Tuesday, February 7, 2012

BFF....

This past weekend I spent some time with my best friend who is pictured with me in my profile photo (I have short hair). I have been spending more time with her in the last few months because we are both going through some life situations that are best shelved when we can laugh about some of the more ridiculous decisions we have made. We often relax on the couch and enjoy watching, "House Hunters International" or as I have come to call it, "Let's Get Depressed And Regret The Choices We Have Made" show.

This past Saturday was a bit different than most of our visits. We usually have all of our boys so we do things around the house like drinking a beer while watching football or hockey games. However, we were childless on Saturday night and Christine made plans for us to see a local band. She told me that it was a ladies' night out and she had invited a friend she had met through a school event. I was fine with the plans but then once her friend arrived she mentioned that we would be picking up another woman and that woman had invited one of her friends.
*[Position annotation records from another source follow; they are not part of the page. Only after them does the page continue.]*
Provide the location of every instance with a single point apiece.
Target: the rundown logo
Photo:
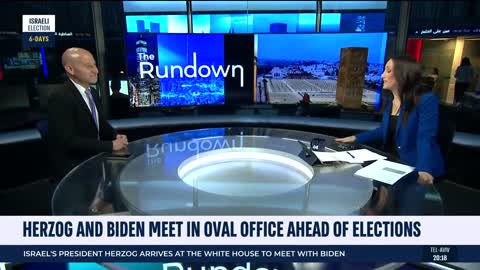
(188, 71)
(154, 152)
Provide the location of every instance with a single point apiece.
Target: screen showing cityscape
(157, 23)
(353, 22)
(189, 69)
(312, 67)
(254, 23)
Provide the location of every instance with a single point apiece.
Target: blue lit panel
(157, 23)
(330, 22)
(254, 23)
(362, 22)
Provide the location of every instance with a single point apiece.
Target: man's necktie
(93, 109)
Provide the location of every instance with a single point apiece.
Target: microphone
(317, 144)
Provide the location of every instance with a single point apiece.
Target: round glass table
(233, 171)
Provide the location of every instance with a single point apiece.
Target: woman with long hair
(408, 131)
(410, 120)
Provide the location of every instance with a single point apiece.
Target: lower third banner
(230, 253)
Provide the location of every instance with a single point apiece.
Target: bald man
(77, 129)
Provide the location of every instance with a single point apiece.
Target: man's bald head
(73, 54)
(80, 66)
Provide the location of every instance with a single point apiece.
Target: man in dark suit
(77, 128)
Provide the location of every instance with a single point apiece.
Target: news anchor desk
(225, 171)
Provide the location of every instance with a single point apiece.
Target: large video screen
(353, 22)
(157, 23)
(254, 23)
(189, 69)
(289, 65)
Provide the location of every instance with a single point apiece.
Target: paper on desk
(354, 156)
(366, 155)
(385, 171)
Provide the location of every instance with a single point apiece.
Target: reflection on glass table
(233, 171)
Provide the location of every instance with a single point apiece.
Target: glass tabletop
(232, 171)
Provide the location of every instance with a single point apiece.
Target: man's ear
(69, 69)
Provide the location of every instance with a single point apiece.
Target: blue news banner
(240, 253)
(263, 239)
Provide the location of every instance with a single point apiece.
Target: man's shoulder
(64, 92)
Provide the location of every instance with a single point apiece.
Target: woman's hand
(349, 139)
(425, 178)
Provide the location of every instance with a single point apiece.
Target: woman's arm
(427, 137)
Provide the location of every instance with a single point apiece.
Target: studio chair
(42, 128)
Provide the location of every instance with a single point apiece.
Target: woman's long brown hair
(411, 85)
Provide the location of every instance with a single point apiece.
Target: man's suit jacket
(416, 141)
(72, 133)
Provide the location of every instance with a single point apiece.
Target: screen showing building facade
(189, 69)
(289, 65)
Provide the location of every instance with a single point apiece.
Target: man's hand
(425, 178)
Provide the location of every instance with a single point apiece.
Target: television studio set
(279, 111)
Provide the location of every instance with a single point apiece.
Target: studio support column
(402, 32)
(318, 22)
(101, 54)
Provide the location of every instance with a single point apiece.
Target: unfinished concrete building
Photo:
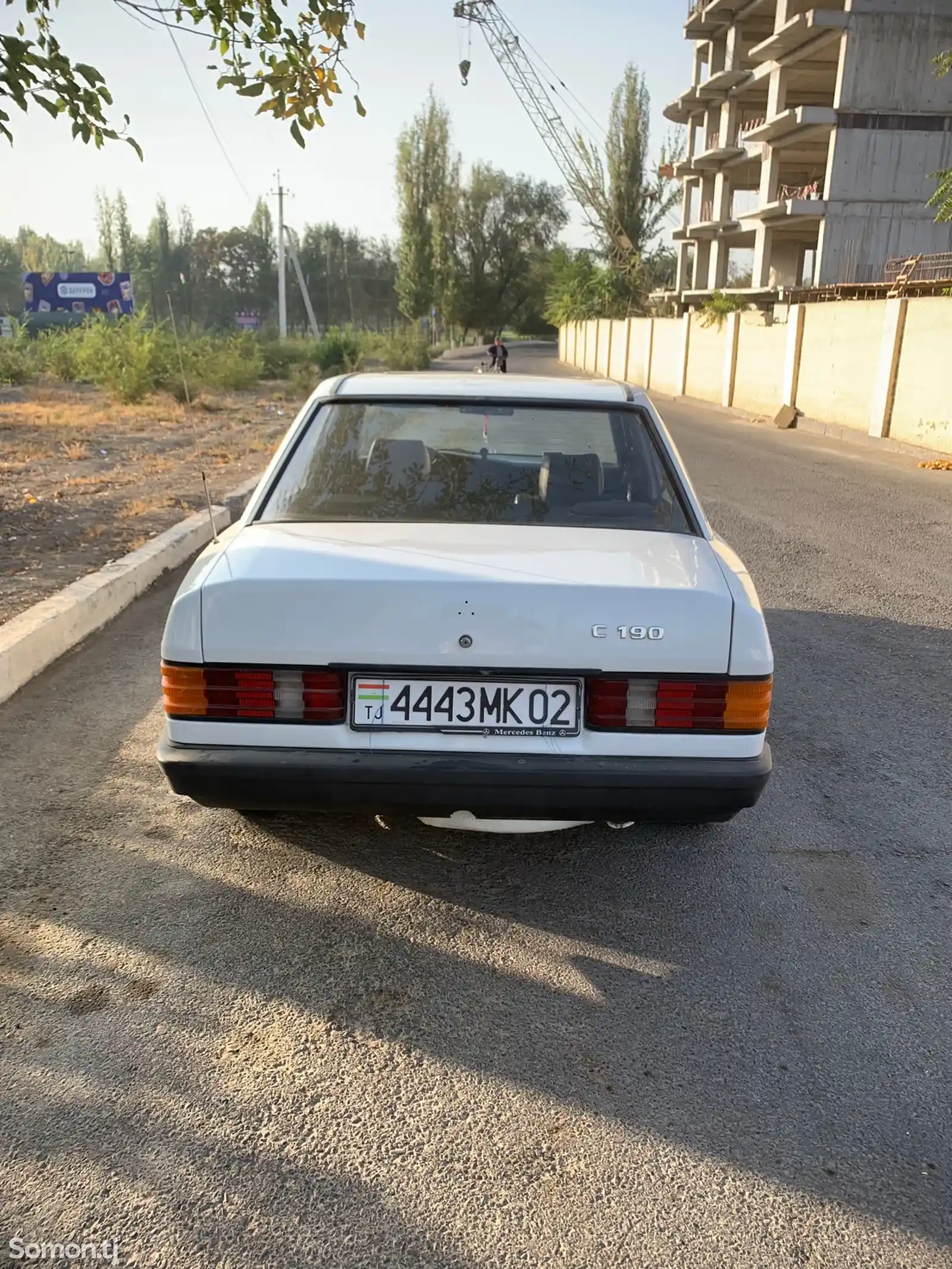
(813, 134)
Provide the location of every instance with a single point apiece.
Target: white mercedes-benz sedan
(481, 600)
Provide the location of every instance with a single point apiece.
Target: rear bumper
(490, 786)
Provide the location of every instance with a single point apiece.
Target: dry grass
(82, 412)
(156, 466)
(144, 506)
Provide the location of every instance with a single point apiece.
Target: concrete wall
(667, 358)
(875, 367)
(706, 361)
(589, 338)
(619, 364)
(639, 348)
(758, 385)
(840, 362)
(605, 347)
(888, 58)
(922, 412)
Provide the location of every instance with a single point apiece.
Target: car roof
(511, 387)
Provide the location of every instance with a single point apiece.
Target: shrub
(339, 352)
(58, 353)
(280, 357)
(126, 357)
(18, 357)
(406, 350)
(226, 362)
(716, 310)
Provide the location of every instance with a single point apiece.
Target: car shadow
(771, 993)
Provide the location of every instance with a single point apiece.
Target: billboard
(78, 292)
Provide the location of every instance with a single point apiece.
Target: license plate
(493, 707)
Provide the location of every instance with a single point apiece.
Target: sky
(346, 174)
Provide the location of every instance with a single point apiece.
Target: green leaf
(89, 74)
(48, 106)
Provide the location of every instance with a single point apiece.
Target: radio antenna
(192, 419)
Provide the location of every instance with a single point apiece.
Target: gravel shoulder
(352, 1044)
(84, 480)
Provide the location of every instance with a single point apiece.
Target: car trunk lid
(405, 596)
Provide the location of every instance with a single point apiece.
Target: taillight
(253, 693)
(678, 704)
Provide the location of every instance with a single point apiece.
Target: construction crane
(528, 85)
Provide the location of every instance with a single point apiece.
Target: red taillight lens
(324, 695)
(678, 704)
(240, 693)
(607, 702)
(286, 695)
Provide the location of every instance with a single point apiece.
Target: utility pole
(282, 277)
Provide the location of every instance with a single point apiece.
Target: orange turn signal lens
(748, 706)
(183, 691)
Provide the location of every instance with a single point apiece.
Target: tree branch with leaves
(264, 51)
(942, 198)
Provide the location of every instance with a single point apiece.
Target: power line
(208, 118)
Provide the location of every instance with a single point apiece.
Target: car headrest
(570, 478)
(405, 462)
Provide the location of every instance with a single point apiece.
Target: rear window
(479, 465)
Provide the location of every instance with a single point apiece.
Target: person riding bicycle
(499, 355)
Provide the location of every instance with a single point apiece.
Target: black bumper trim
(490, 786)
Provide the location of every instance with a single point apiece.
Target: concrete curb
(37, 637)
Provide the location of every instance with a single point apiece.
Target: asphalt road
(346, 1044)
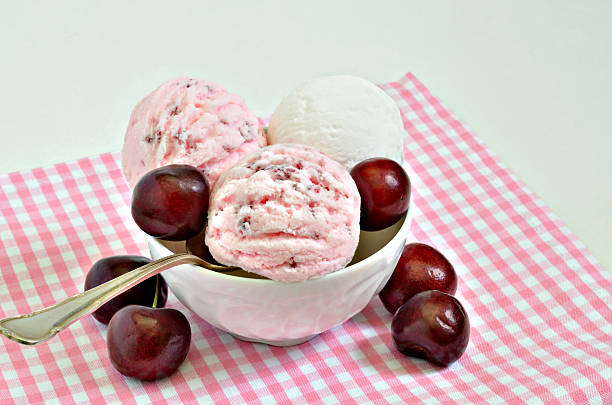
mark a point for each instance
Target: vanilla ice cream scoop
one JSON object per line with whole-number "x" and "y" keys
{"x": 346, "y": 117}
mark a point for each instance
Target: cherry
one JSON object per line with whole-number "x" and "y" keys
{"x": 171, "y": 202}
{"x": 151, "y": 292}
{"x": 431, "y": 325}
{"x": 148, "y": 343}
{"x": 384, "y": 187}
{"x": 420, "y": 268}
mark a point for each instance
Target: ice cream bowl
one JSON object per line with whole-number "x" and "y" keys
{"x": 284, "y": 314}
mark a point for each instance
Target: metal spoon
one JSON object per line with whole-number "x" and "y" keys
{"x": 43, "y": 324}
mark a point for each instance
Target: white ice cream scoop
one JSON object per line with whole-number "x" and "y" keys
{"x": 347, "y": 118}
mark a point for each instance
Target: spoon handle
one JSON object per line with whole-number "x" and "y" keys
{"x": 43, "y": 324}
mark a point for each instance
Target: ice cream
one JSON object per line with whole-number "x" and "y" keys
{"x": 286, "y": 212}
{"x": 346, "y": 117}
{"x": 189, "y": 121}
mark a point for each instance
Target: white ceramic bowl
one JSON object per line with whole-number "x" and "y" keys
{"x": 283, "y": 314}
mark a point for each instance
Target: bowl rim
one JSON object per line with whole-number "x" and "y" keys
{"x": 400, "y": 234}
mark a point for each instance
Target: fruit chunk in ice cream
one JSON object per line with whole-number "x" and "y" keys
{"x": 346, "y": 117}
{"x": 286, "y": 212}
{"x": 189, "y": 121}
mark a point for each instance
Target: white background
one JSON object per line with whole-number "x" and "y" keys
{"x": 533, "y": 79}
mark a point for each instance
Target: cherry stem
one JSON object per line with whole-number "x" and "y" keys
{"x": 156, "y": 291}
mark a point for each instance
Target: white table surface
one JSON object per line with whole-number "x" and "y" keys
{"x": 531, "y": 78}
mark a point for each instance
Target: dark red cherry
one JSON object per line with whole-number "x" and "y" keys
{"x": 171, "y": 202}
{"x": 148, "y": 343}
{"x": 384, "y": 187}
{"x": 420, "y": 268}
{"x": 431, "y": 325}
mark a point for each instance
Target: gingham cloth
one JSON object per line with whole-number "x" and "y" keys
{"x": 538, "y": 302}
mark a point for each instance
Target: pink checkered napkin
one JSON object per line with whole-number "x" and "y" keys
{"x": 538, "y": 302}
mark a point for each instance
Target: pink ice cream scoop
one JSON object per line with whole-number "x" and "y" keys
{"x": 286, "y": 212}
{"x": 189, "y": 121}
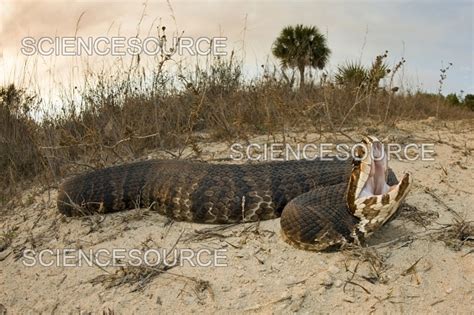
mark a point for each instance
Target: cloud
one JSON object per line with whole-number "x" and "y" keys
{"x": 425, "y": 33}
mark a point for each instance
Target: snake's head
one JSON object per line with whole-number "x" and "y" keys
{"x": 374, "y": 194}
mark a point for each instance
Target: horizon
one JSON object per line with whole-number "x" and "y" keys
{"x": 355, "y": 30}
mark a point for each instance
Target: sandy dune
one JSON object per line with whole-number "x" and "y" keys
{"x": 415, "y": 264}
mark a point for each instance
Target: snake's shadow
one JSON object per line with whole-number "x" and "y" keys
{"x": 391, "y": 231}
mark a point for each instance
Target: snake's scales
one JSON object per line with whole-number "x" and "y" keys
{"x": 310, "y": 196}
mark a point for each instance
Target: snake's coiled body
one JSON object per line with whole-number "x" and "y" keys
{"x": 309, "y": 196}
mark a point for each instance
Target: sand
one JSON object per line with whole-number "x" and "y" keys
{"x": 411, "y": 265}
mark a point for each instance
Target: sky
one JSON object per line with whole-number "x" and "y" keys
{"x": 427, "y": 34}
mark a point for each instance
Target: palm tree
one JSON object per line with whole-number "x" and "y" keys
{"x": 301, "y": 46}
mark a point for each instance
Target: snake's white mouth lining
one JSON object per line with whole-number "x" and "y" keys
{"x": 375, "y": 201}
{"x": 374, "y": 170}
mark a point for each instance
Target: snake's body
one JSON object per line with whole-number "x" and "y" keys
{"x": 309, "y": 196}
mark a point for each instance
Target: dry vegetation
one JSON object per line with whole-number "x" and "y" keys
{"x": 122, "y": 115}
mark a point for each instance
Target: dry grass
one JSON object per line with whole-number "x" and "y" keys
{"x": 126, "y": 114}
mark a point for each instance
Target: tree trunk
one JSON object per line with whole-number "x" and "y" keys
{"x": 301, "y": 68}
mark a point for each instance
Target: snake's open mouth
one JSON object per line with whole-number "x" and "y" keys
{"x": 376, "y": 167}
{"x": 372, "y": 196}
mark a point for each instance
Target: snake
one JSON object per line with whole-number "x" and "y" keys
{"x": 322, "y": 203}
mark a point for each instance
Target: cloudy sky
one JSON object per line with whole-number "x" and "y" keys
{"x": 428, "y": 34}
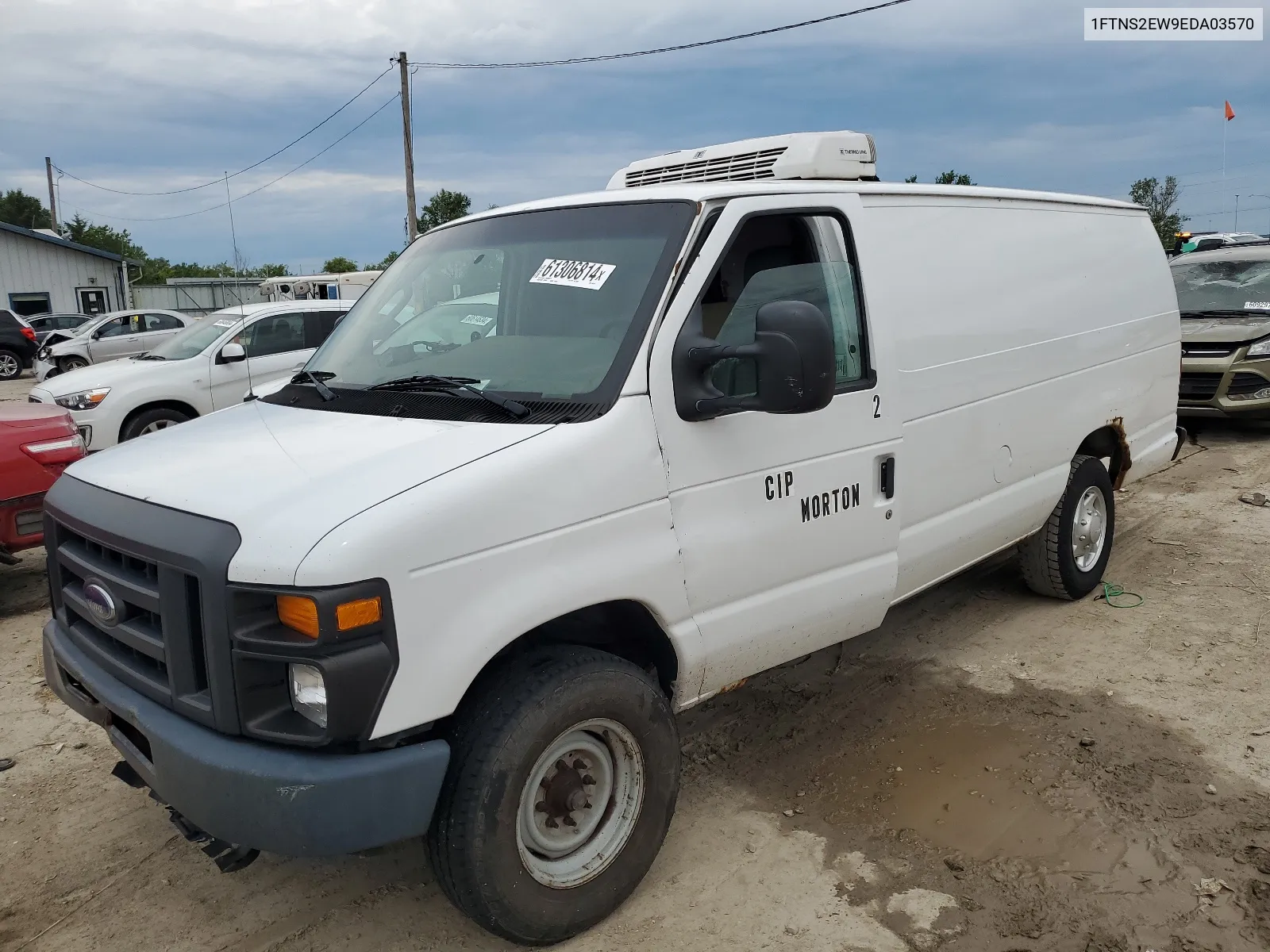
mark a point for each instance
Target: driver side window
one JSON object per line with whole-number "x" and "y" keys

Stop. Hit the brakes. Halt. Did you read the previous lines that Christine and I often watched sporting events while drinking a beer? Yes, I wrote that. I am a tomboy-always have been and always will be and it was a blessing that I had boys. I am not a prissy girl. I do NOT enjoy shopping and I have never had a manicure. I'm pretty certain I was panicked that I did not have an epi pen in my purse for fear of the anaphylaxis I was certain to suffer from all the estrogen. Another thing about me that is certainly not dainty is my appetite. I am an eater. I am not a, "Oh, I'll just have a salad," kind of girl. Bring me a platter full of food and keep your hands close at your sides. Why do I mention this? Because we arrived at the bar and I said, "Hey, I'm hungry. Is anyone going to eat? I am ." Of course they weren't hungry.

Drinks and my dinner is served and the friend of the friend of the friend removes her jacket to reveal artificially tanned breasts bursting out of her shirt. I was certain I was going to find colostrum in my drink. I do not have issues with women looking sexy and enjoying themselves but this evening quickly turned into a bad regurgitated version of "Sex In The City" and I didn't have a boyfriend named Mr. Big or a separate closet for expensive shoes. A group of divorced women just seemed far too cliche and I was wallowing in misery.

Where was my friend, Christine? Christine the girl who can make me laugh about the most mundane and everyday things. She was complimenting the shirt bursting girl and dancing to the band I was supposed to be enjoying. What was I doing? I was watching the Detroit Red Wings instead. I had no interest in displaying any of my physical attributes, no matter how big or small. I had grown tired of hearing these women complain about their ex-husbands and then discuss how large some guy's junk was.

If I am girly in any part of my life, it is my love of romance. I am in love with an amazing man, who like me, enjoys discussing books, sports, travel and simply being ridiculous. Saturday night was a scary glimpse into what life could be for me if I don't cherish the love I have been blessed to share. Despite having survived an abusive marriage, I do not nor will I ever, hate men. It was the behavior I witnessed that made me dislike my own gender. It also saddened me. It saddened me that I did not enjoy my time with Christine because she had the best of intentions, but I was too far out of my element. But again, it provided me with an eye-opening experience. These women lamented their past relationships but they also rejoiced being away from their children while I was deeply missing mine.